The guide should assist in establishing a comprehensive strategy to promote helmet use, including a global helmet law, helmet quality standards, enforcement, and education. It offers guidance on gathering and analyzing data, reviewing laws, policies, and regulations, developing a theory of change, and tracking and evaluating progress.

‘Actions to increase the use of helmets must be implemented as part of a larger transition to a safe systems approach to road safety and mobility if we are to reduce the overall number of fatalities from traffic accidents. According to Dr. Belin, the safe systems approach “recognizes that the road transportation system is a complex system with many interconnected elements that all affect each other.

Enshrined in the Global Plan for the 2nd Decade of Action for Road Safety, the safe systems approach is being adopted by increasing numbers of countries. It acknowledges that the human body can only withstand so much force from collisions, accepts that people will make mistakes, and works to lessen the harm caused by these errors. In nations like Norway and Sweden, the method has substantially decreased the number of fatalities and injuries.
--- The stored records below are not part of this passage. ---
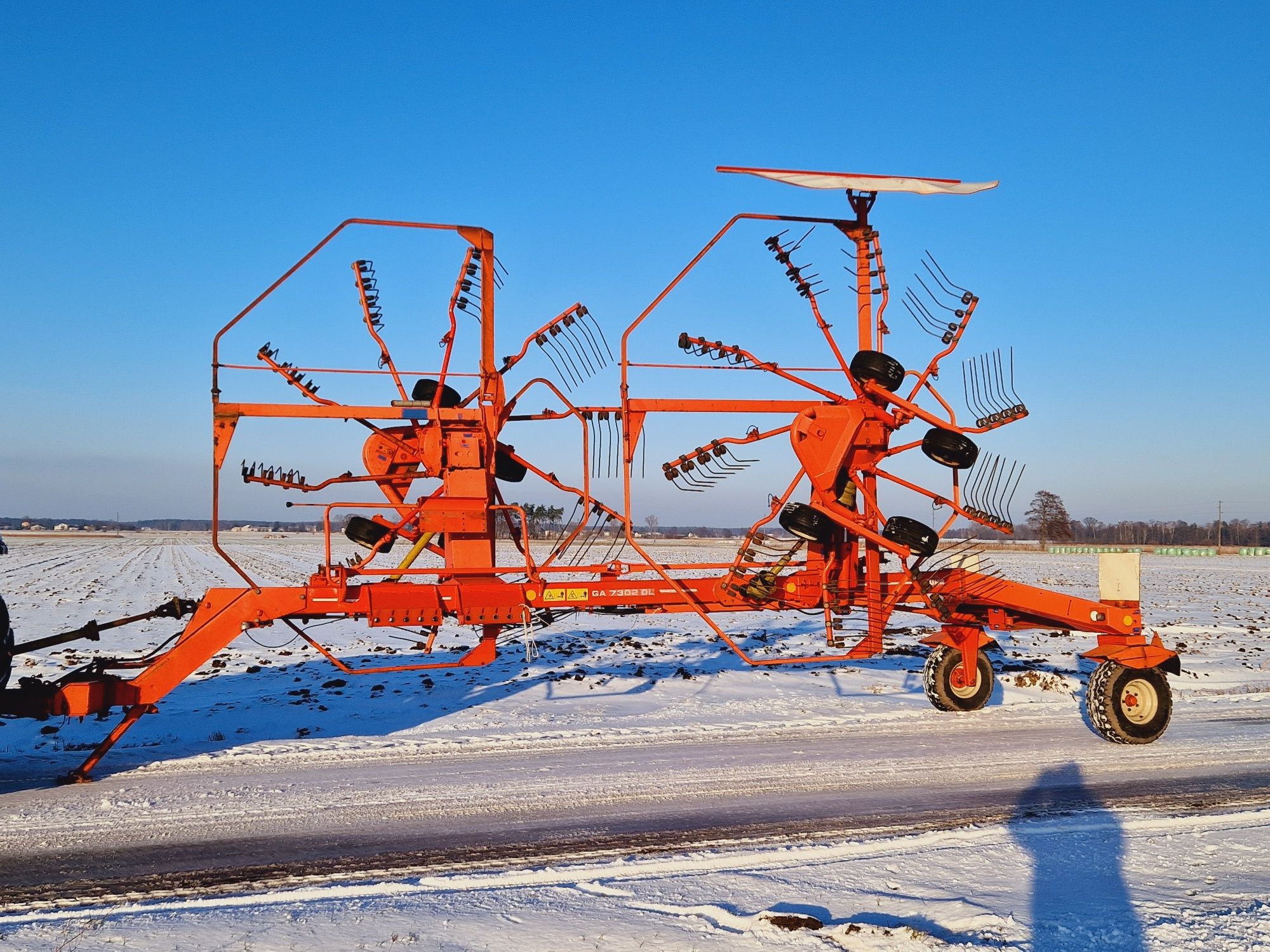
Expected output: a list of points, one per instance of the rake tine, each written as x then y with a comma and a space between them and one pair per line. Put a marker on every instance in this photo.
1012, 499
967, 383
798, 244
999, 499
600, 357
567, 336
600, 331
925, 312
565, 357
614, 436
982, 404
987, 389
1001, 380
938, 303
559, 373
600, 449
914, 315
1013, 392
940, 284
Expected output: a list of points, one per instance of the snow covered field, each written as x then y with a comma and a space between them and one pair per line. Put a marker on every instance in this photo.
1108, 878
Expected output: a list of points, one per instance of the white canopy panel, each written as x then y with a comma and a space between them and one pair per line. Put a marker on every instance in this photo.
866, 183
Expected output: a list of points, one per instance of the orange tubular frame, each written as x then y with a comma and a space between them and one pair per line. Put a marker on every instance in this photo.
459, 446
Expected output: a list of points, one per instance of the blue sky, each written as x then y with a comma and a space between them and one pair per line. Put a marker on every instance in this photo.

The Helmets Manual was introduced at the Bloomberg Philanthropies Initiative for Global Road Safety Regional Meeting for Asia in Mumbai, India. A thorough set of measures that have been shown to save lives is being put into action with the assistance of the Initiative for Global Road Safety. Nearly 200 representatives from five Asian nations—Bangladesh, China, India, Malaysia, and Viet Nam—are gathering in Mumbai for two days in order to exchange best practices and discuss lessons learned from their attempts to reduce fatalities and injuries.

The manual is a part of a series that was jointly produced by Bloomberg Philanthropies, the World Bank, the FIA Foundation, the Global Road Safety Partnership, and WHO.